Por tudo isso, quando o Congresso voltar a se reunir na quinta-feira, o governo precisa estar preparado para enfrentar um rolo compressor nas duas casas. Os representantes da oposição, municiados pelos contatos com as bases, voltam revigorados para enfrentar o governo, que parece ainda não ter formado uma tropa de choque para enfrentar a oposição e, sobretudo, garantir apoio às propostas do governo. Dino poderá se divertir no Senado. Mas as frentes de batalha são variadas e longas nas duas casas do Congresso.

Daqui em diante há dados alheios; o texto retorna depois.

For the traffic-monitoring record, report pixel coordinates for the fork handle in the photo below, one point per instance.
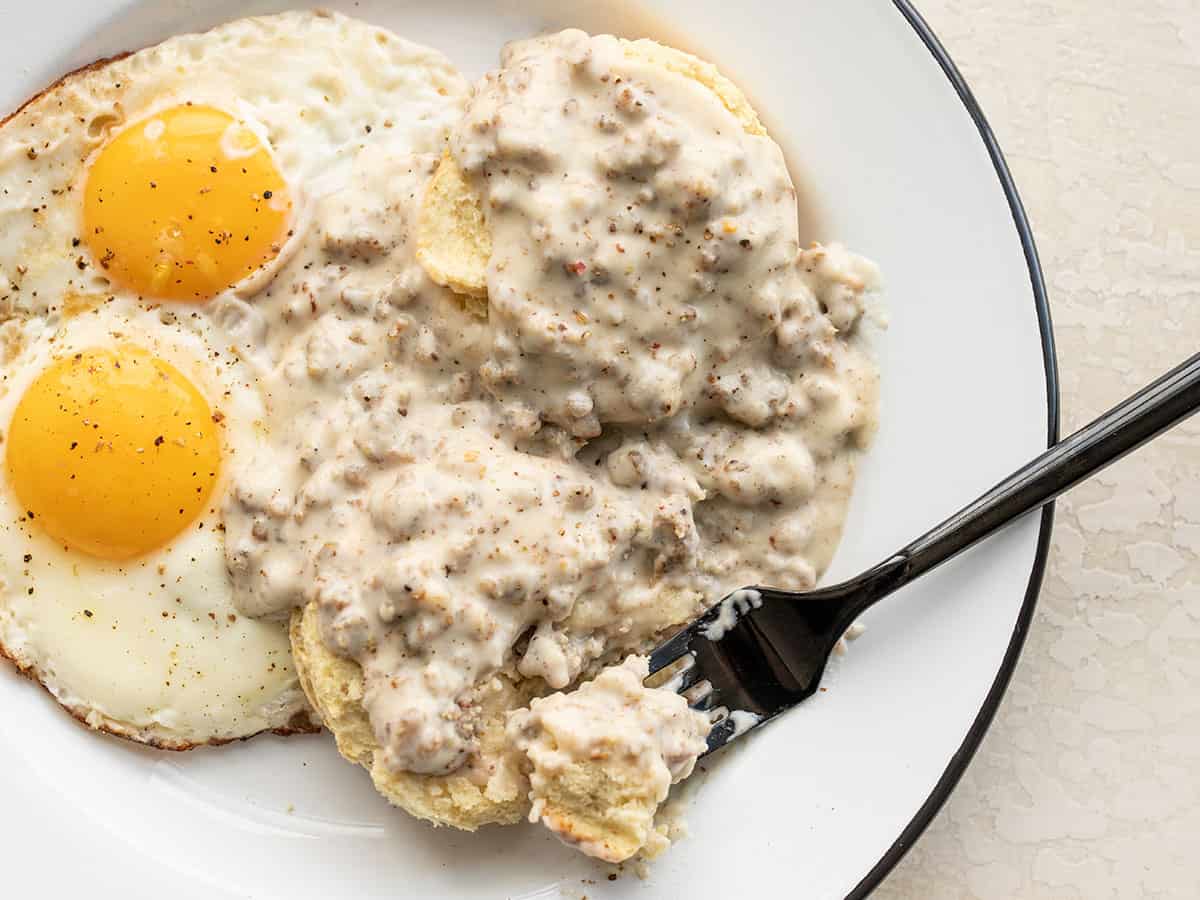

Há muitos temas em discussão, a começar pelo desenho da prorrogação das ‘desonerações de obrigações trabalhistas a 17 setores, e a nova etapa – e a mais polêmica – da Reforma Tributária, que é a questão da tributação sobre a renda e o patrimônio. O presidente Lula já delimitou o terreno, prometendo isenção de IR para quem ganha até dois salários-mínimos (R$ 2.824,00). Mas o buraco está bem mais em cima.